Today really sucked…I totally bombed a job interview this morning. It was made on short notice at five yesterday afternoon, and I don’t get home from work until after midnight. The interview was at 9:30 am. It was by phone, so I didn’t have to actually go anywhere at least, but even though I had prepared as much as possible in so short a time I still bombed it. I was all ready to talk all about what I know about sales (it was a marketing position) but she asked me really mundane questions at first that should have been easy to answer but instead just totally threw me off. Stuff like “where and how did you grow up?” and “what do you do in your spare time?” I mean I had to fabricate lies on the spot for some of these questions, and meanwhile in my head I’m shouting JUST ASK ME WHAT I KNOW ABOUT SALES. It didn’t help at all that I have terrible anxiety when speaking on the phone, because I have PTSD, and it freaks me out when I can’t get a good read on someone via nonverbal cues, body language, etc.
So I’ve been pretty depressed today, angry at myself that I couldn’t just do the damn thing without coming across as stupid or rude. I really, really need a job that pays me enough. And I know that I took myself right out of any consideration because I just couldn’t keep it together and answer questions in a calm and logical way. I start floundering and saying “uuhhh” a lot, it’s terrible. In person I’ve been told I’m well-spoken. Over the phone is another story entirely.
Of course, my boys been helping again, even if it’s just a small way. Very few things make me happy, but AFI is one…
Sorry for the word vomit. I usually don’t share anything personal about myself with anyone because everyone has used it against me at some point or another in the past. I’ll quit hijacking the thread now.
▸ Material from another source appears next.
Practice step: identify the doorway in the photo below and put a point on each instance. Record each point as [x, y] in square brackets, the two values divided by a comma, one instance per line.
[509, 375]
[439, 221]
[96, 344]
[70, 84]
Hey! Keep your head up. I know how that is with interviews. I usually have to spend a day rehearsing with about 200 questions I’ve come up with myself. Forget when I have meetings; thankfully my boss knows I have severe anxiety, so she has a tendency to let me be and ask me questions privately. It’s the reason I got into academia. For the most part, I can hide in libraries and do research; I really only have to teach two days a week, so only two days a week of socialization. LOL.
But, seriously, if you ever want to vent, you can do that here. Or you can come find me on Twitter (same username), Insta (same username), Tumblr (bellandpuck), or Facebook (ask me to DM you here, and I’ll tell you how to find me).
And I’m glad AFI can help a bit. They’ve also always been a constant for me, as I’m sure they have been for most, if not all, of us here.
Hang in there!
Nice. Still haven’t pulled the trigger on All Hallow’s yet.
Yeah, I have been waiting for years to land this one, seems like these rarer items don’t come around too often anymore…on eBay or Discogs. I really want the original 1st pink pressing of Eddies Picnic…I’d pay good money for one of them. Have you gotten anything new lately?